Jetant sa serviette, Cortey se précipita à la fenêtre qui était ouverte sur une nuit singulièrement douce pour un 30 septembre, se pencha, reconnut celui qui frappait :

- C'est toi, citoyen Vergne? Qu'est-ce que tu veux?

L'interpellé leva vers le carré lumineux de la fenêtre où se découpait la puissante silhouette un sourire menaçant, tout en agitant un papier :

- Perquisitionner... citoyen. J'ai là un ordre du Comité de sûreté générale !

- Une perquisition? Chez moi et par mes hommes ? gronda Cortey découvrant les quelques gardes nationaux dont s'entourait ce Vergne qu'il n'aimait pas. Ancien huissier comme Maillard, dont il avait été l'un des massacreurs, il remplissait à la section les fonctions de commissaire politique, comme son collègue Lafosse dont le museau de fouine apparut soudain dans la lumière. C'étaient des " robespierristes " purs et durs, hostiles depuis le premier jour à la force militaire de la section. Cortey savait qu'ils le détestaient, le jalousaient et malheureusement, depuis la tentative d'enlèvement de la famille royale au Temple, le généreux capitaine avait éloigné ceux de ses hommes qui pouvaient être compromis. Il en restait, cependant, mais il n'y en avait aucun ce soir où, par malheur, les deux commissaires étaient de permanence.

- Parfaitement, chez toi, grinça Vergne. Tu es accusé d'abriter le dangereux conspirateur qu'on appelle le baron Bac. Alors, tu ouvres, ou on enfonce la porte ?

- Je viens! jeta Cortey en refermant la fenêtre puis, reculant dans la pièce, il ajouta pour Pitou : Inutile... et dangereux que l'on te trouve ici. Marie-Rosé va te faire sortir par la rue des Filles-Saint-Thomas pendant que je vais les recevoir.

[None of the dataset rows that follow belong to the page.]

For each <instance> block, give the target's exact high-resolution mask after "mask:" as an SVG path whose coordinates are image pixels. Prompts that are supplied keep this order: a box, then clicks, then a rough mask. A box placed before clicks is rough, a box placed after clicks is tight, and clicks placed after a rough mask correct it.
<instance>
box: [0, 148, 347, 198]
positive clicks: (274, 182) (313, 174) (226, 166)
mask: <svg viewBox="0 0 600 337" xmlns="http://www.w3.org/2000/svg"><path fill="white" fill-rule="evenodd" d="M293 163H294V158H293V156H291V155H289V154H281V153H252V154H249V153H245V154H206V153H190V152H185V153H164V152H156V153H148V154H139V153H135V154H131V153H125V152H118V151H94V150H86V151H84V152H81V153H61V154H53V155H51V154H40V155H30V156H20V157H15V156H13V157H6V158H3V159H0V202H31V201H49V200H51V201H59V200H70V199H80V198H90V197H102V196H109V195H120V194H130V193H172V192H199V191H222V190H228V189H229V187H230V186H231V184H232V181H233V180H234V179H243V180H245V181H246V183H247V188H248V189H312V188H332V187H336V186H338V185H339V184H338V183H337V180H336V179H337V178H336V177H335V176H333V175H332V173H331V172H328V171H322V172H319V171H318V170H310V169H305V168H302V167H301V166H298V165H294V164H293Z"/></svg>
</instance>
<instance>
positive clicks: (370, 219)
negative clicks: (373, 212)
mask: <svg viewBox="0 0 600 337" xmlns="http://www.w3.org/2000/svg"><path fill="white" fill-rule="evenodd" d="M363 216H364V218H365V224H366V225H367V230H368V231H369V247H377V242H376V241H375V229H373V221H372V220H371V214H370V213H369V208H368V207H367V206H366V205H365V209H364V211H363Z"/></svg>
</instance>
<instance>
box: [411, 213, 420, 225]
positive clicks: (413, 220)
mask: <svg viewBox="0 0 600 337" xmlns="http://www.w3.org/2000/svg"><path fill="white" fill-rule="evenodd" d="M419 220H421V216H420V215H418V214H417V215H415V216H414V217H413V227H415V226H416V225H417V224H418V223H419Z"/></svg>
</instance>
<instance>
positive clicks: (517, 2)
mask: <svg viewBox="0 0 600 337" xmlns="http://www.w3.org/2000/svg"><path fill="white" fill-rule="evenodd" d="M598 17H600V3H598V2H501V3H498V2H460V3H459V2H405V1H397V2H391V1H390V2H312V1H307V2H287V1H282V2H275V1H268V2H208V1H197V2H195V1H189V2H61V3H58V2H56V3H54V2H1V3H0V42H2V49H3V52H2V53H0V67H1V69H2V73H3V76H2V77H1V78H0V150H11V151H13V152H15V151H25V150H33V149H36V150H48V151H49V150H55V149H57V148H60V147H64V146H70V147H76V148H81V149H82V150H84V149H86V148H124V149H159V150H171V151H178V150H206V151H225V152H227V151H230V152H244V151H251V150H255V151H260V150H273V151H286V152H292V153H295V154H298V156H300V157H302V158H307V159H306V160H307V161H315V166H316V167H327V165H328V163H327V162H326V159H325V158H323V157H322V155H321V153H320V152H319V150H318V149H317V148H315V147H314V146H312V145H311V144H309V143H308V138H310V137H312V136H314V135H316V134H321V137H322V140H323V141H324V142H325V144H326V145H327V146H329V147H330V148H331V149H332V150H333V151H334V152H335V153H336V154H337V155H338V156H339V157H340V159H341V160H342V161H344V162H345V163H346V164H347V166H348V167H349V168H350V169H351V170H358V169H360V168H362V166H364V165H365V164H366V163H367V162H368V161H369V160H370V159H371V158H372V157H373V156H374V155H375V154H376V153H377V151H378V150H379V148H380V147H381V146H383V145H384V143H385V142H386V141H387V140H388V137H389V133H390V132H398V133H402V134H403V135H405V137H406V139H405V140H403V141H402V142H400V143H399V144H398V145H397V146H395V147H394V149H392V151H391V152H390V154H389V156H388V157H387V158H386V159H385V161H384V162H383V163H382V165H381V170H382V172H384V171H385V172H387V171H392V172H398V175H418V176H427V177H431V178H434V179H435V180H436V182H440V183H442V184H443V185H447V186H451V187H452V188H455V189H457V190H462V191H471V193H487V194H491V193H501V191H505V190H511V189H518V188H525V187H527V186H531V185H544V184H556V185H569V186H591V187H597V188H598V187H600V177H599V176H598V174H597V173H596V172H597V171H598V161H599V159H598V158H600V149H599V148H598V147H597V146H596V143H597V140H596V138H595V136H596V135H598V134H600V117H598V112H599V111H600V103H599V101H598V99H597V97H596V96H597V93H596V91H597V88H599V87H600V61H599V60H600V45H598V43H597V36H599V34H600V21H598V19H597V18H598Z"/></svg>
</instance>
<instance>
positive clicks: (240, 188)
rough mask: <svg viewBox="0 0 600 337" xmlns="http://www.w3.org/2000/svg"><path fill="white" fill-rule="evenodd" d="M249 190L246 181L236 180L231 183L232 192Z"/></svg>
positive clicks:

La maison de Cortey formait, en effet, l'angle de cette rue et de la rue de la Loi presque en face de la rue Ménars où avaient vécu Batz et Marie. C'était un vaste bâtiment comportant l'habitation, le magasin et même un hôtel meublé dit hôtel de Calais où il hébergeait quelques personnes âgées. Une porte, assez bien dissimulée, sur la première artère permettait de sortir de la maison sans être vu.